After Exile in France, Arafat’s Nephew Returns to Gaza
by i24 News

PA President Mahmoud Abbas gestures during a meeting in Ramallah, in the West Bank August 18, 2020. Photo: REUTERS/Mohamad Torokman/Pool
i24 News – A year after fleeing the West Bank, a nephew of the late Palestinian leader Yasser Arafat returned to Gaza and is challenging his uncle’s successor, the 86-year-old President of the Palestinian Authority (PA) Mahmoud Abbas.
Nasser al-Kidwa, 69, a former Palestinian foreign minister, branded Abbas’s PA as “totalitarian,” and said it was acting with disregard for the people it is supposed to be serving.
“He does whatever he wants, without any consideration for anything,” Kidwa said of Abbas. “Neither the law, nor the institutions, nor traditions, even family traditions.”
Returning after a year of self-imposed exile in France, Kidwa told journalists that traveling to the West Bank at this time would not be safe. According to surveys, his support among Palestinians is negligible.

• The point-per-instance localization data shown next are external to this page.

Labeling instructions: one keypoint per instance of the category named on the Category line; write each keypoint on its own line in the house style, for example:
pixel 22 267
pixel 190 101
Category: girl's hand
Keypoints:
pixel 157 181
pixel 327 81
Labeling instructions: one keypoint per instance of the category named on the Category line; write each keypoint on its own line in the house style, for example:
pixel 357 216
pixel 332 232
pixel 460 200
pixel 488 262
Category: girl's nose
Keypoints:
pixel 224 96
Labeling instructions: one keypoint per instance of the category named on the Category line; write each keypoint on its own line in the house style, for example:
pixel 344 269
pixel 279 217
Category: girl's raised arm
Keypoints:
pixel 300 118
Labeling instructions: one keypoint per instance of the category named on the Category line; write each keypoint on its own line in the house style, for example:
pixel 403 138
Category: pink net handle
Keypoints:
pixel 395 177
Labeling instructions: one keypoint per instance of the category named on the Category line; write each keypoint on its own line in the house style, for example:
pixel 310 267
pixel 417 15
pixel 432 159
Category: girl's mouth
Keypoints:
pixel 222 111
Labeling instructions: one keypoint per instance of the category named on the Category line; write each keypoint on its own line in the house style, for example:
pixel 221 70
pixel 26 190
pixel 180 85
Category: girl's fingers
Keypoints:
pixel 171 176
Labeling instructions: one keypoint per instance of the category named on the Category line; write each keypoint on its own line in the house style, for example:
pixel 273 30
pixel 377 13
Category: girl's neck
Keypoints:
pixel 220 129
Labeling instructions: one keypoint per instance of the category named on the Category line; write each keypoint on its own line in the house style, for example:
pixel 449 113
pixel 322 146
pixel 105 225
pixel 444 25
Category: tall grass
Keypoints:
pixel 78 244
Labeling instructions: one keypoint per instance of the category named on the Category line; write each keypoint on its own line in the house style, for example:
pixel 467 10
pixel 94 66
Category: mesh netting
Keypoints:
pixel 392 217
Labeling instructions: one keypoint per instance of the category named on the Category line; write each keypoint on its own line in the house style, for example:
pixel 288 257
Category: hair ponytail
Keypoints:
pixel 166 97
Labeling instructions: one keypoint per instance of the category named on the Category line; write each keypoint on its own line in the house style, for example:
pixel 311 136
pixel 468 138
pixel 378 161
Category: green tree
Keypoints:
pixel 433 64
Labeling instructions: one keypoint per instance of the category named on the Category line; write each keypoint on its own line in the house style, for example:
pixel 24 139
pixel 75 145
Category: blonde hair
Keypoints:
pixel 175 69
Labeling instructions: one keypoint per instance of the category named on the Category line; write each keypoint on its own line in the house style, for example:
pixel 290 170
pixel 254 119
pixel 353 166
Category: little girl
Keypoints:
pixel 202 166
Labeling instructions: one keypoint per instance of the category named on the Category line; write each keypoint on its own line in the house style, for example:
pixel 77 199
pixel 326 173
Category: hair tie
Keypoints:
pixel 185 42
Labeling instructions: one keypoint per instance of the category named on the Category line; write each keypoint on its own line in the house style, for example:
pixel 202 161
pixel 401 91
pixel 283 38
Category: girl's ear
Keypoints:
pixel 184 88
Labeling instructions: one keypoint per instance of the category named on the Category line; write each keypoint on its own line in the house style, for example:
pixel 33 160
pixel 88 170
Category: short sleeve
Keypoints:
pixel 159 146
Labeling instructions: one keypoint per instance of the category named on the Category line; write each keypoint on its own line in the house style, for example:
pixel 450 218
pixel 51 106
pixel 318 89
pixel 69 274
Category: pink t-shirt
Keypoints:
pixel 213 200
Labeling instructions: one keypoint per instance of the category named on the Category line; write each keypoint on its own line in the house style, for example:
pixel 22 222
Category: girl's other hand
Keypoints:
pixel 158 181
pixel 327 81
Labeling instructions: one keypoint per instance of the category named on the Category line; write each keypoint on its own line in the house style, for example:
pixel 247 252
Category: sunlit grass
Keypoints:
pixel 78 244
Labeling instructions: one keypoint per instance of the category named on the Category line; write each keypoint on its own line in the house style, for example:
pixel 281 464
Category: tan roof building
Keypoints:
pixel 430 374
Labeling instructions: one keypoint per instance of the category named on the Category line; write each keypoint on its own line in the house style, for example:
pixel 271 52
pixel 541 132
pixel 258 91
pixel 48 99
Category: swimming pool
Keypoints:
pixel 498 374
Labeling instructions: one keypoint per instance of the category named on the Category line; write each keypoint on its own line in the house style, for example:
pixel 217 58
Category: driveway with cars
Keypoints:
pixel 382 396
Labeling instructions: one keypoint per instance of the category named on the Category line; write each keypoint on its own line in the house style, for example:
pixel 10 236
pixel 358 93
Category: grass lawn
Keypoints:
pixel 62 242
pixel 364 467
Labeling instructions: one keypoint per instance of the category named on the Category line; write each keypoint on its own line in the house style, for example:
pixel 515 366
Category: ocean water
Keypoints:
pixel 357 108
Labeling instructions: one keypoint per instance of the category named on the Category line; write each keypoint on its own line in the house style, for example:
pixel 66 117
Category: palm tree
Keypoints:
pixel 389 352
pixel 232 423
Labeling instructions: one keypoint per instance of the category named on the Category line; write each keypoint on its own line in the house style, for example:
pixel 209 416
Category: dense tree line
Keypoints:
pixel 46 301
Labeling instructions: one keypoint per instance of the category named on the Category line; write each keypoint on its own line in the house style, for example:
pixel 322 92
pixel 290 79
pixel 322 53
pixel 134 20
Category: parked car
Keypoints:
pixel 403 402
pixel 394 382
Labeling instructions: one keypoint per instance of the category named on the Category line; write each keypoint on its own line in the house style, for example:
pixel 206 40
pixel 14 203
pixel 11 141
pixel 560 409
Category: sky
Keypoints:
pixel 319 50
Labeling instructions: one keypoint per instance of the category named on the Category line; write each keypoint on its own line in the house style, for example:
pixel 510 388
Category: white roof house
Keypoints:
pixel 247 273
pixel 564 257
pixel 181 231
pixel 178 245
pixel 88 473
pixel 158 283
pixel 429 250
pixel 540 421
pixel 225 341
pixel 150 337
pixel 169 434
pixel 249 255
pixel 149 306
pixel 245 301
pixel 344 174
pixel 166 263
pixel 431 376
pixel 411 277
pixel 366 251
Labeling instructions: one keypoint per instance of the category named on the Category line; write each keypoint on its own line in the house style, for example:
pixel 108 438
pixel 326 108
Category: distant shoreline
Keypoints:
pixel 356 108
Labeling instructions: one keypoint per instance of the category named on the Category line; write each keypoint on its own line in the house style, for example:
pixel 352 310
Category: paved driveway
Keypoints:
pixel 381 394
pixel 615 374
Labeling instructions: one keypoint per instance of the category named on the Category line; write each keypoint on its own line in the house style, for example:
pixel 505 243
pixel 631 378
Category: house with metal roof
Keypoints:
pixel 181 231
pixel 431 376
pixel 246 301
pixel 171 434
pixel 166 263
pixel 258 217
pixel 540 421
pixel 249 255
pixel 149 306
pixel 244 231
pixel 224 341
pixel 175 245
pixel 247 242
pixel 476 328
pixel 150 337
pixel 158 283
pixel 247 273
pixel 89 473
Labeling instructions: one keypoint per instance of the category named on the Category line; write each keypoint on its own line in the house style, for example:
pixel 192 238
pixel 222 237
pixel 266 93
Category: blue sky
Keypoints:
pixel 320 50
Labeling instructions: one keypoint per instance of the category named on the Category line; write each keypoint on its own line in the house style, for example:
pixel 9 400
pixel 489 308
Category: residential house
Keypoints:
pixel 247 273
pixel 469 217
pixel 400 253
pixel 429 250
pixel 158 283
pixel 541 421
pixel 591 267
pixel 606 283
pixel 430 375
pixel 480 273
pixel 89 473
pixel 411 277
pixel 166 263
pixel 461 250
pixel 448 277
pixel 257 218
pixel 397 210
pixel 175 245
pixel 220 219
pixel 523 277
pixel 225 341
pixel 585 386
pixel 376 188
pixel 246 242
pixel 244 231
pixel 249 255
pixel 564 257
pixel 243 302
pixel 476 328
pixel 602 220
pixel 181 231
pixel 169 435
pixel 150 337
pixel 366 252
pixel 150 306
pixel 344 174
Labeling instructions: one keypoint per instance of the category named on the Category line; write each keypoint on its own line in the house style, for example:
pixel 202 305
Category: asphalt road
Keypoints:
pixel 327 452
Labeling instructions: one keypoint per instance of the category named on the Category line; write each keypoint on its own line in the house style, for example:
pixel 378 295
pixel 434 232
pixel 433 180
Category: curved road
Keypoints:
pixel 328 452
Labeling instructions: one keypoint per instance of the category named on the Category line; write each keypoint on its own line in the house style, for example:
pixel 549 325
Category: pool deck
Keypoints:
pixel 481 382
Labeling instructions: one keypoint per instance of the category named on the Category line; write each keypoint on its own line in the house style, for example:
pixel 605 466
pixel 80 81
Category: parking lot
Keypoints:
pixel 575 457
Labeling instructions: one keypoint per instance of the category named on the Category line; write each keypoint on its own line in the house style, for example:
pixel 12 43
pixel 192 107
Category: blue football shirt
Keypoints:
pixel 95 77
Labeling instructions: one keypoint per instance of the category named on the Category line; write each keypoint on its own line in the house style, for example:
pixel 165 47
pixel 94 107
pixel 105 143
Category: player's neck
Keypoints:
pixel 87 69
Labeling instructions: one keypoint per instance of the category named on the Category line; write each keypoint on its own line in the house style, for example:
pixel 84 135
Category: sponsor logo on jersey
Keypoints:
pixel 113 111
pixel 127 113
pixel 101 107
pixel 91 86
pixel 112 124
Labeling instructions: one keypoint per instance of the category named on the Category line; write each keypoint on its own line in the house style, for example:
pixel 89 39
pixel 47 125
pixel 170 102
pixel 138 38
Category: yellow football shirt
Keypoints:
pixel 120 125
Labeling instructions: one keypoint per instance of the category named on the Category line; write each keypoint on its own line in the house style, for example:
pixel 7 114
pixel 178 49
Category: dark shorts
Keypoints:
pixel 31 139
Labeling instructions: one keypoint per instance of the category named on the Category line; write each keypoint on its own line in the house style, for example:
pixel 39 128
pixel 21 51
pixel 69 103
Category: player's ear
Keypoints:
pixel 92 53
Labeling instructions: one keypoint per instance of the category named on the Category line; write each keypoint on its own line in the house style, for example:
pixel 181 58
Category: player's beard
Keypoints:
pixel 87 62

Gaza, the Arafat family’s ancestral home, has been controlled by the Islamist group Hamas since 2007, and is a bitter rival of Abbas’s secular Fatah movement that Yasser Arafat co-founded in 1959.
Kidwa was cast out of Fatah last year after trying to form a candidates list to challenge Abbas loyalists in the Palestinian legislative polls scheduled for May 2021.
Abbas’s decision to cancel that vote, which would have been the first Palestinian elections in 15 years, gave rise to further charges of authoritarianism.